Measures of Center

A measure of center summarizes a distribution or dataset with a single “typical” value. Choosing the right one — mean, median, or mode — depends on shape, skew, and how much you trust the extremes. Medians are prized in biology for just this reason: the median incubation period or median survival time is far more robust than the mean for the right-skewed distributions typical of infectious-disease data.

The three classic measures

Mean (arithmetic average): $\bar{x} = \frac{1}{n}\sum_{i=1}^{n} x_i$ . The balance point of the data; the sample analogue of $\mathbb{E}[X]$ .
Median: the middle value when the data are sorted (the average of the two middle values if $n$ is even). Splits the data into two halves.
Mode: the most frequent value (or the peak of a density). The only center that applies to purely categorical data.

Quantiles, percentiles, and order statistics

Sorting the data $x_{(1)} \le x_{(2)} \le \dots \le x_{(n)}$ gives the order statistics; $x_{(1)}$ is the minimum and $x_{(n)}$ the maximum. A quantile at level $q \in [0,1]$ is a value below which a fraction $q$ of the data fall; percentiles are quantiles expressed in percent. The median is the $0.5$ quantile.

When to use which

Symmetric, light-tailed data (e.g. roughly normal): mean and median nearly coincide; the mean is efficient.
Skewed data (incomes, waiting times): the mean is pulled toward the long tail, so the median better reflects the “typical” case.
Outliers or contamination: the median is robust — one wild value barely moves it — while a single large outlier can dominate the mean.
Categorical / multimodal data: use the mode.

Worked example

Dataset: $\{2, 4, 4, 5, 100\}$ , with $n = 5$ .

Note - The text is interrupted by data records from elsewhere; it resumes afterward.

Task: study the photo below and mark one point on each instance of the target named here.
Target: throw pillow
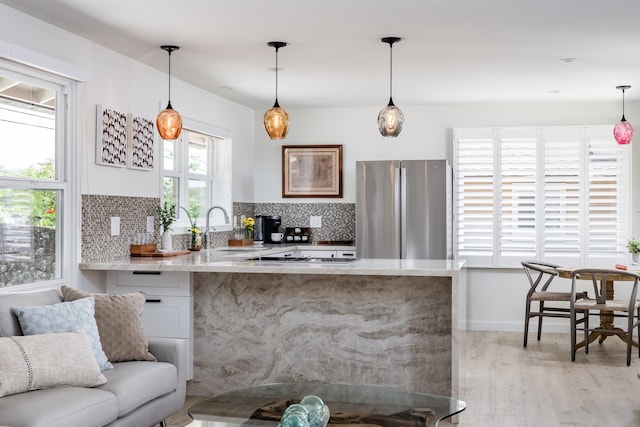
(119, 319)
(47, 360)
(64, 317)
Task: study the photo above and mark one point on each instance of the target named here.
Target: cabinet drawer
(152, 282)
(317, 253)
(346, 254)
(167, 316)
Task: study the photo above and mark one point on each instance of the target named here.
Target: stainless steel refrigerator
(404, 209)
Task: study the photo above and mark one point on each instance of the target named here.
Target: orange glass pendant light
(169, 121)
(390, 118)
(276, 120)
(623, 131)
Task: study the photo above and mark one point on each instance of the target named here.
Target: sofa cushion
(47, 360)
(59, 407)
(136, 383)
(9, 325)
(119, 319)
(64, 317)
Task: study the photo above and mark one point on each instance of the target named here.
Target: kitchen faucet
(206, 228)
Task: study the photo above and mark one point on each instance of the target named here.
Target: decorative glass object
(276, 120)
(310, 412)
(623, 131)
(248, 224)
(390, 118)
(169, 121)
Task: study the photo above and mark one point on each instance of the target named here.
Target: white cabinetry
(168, 311)
(326, 253)
(348, 254)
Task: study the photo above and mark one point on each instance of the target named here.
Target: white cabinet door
(168, 310)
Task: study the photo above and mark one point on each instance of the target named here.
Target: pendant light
(390, 118)
(169, 122)
(276, 120)
(623, 132)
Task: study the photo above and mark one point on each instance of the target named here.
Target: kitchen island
(385, 322)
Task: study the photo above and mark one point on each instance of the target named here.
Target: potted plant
(167, 216)
(633, 246)
(196, 239)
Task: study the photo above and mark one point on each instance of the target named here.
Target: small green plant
(633, 245)
(167, 215)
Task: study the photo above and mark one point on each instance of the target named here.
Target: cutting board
(162, 254)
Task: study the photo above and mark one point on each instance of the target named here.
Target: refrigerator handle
(403, 212)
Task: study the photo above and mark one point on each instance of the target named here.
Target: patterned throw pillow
(64, 317)
(119, 319)
(47, 360)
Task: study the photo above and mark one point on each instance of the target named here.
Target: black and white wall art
(140, 133)
(111, 137)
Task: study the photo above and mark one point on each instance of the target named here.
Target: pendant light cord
(169, 75)
(390, 70)
(278, 47)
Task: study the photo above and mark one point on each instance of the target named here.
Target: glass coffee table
(262, 406)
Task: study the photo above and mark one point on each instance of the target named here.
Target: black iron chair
(540, 275)
(616, 308)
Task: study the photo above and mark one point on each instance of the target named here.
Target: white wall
(494, 297)
(131, 87)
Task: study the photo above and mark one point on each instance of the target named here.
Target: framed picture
(312, 171)
(141, 137)
(111, 137)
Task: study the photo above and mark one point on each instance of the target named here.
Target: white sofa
(136, 394)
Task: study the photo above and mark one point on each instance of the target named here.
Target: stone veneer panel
(252, 329)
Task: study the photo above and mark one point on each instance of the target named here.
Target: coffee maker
(258, 229)
(270, 224)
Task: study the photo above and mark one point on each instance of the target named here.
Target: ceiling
(452, 51)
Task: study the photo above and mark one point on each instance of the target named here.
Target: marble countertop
(239, 260)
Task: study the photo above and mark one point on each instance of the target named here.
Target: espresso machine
(270, 224)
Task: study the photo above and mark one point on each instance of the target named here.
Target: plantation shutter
(560, 194)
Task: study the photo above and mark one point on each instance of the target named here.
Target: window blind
(560, 194)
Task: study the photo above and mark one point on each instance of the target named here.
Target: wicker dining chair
(628, 308)
(540, 275)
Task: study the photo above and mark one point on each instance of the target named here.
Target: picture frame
(111, 137)
(312, 171)
(141, 137)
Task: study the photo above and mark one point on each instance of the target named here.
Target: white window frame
(64, 79)
(493, 257)
(220, 176)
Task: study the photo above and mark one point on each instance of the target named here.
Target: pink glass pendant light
(276, 119)
(390, 118)
(169, 121)
(623, 132)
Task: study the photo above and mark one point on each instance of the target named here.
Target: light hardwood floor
(505, 384)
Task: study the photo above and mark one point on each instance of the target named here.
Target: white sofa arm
(174, 351)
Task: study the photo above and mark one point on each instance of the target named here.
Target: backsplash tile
(338, 219)
(338, 222)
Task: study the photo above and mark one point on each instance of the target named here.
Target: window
(34, 193)
(561, 194)
(197, 174)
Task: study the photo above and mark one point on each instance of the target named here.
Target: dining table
(607, 326)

Mean: $\frac{2+4+4+5+100}{5} = \frac{115}{5} = 23$ .
Median: sorted values are $2,4,\mathbf{4},5,100$ , so the median is $4$ .
Mode: $4$ (appears twice).

The lone value $100$ drags the mean up to $23$ , far from every other point, while the median $4$ stays representative. This is robustness in action.

Simulation

x <- c(2, 4, 4, 5, 100)
mean(x)                 # 23
median(x)               # 4
quantile(x, c(.25, .5, .75))
# mode: value with highest frequency
as.numeric(names(which.max(table(x))))  # 4

Python

import numpy as np
from statistics import mode

x = np.array([2, 4, 4, 5, 100])
print(np.mean(x))                    # 23.0
print(np.median(x))                  # 4.0
print(np.quantile(x, [.25, .5, .75]))
print(mode(x.tolist()))              # 4

23.0
4.0
[4. 4. 5.]
4

Julia

using Statistics, StatsBase

x = [2, 4, 4, 5, 100]
println(mean(x))                     # 23.0
println(median(x))                   # 4.0
println(quantile(x, [.25, .5, .75]))
println(mode(x))                     # 4

Why it matters for statistics

The center you report shapes the story your data tell. The mean feeds directly into variances, standard errors, and the central limit theorem; the median and quantiles give robust, distribution-free summaries that survive outliers and skew. Knowing when each is appropriate is the difference between an honest summary and a misleading one.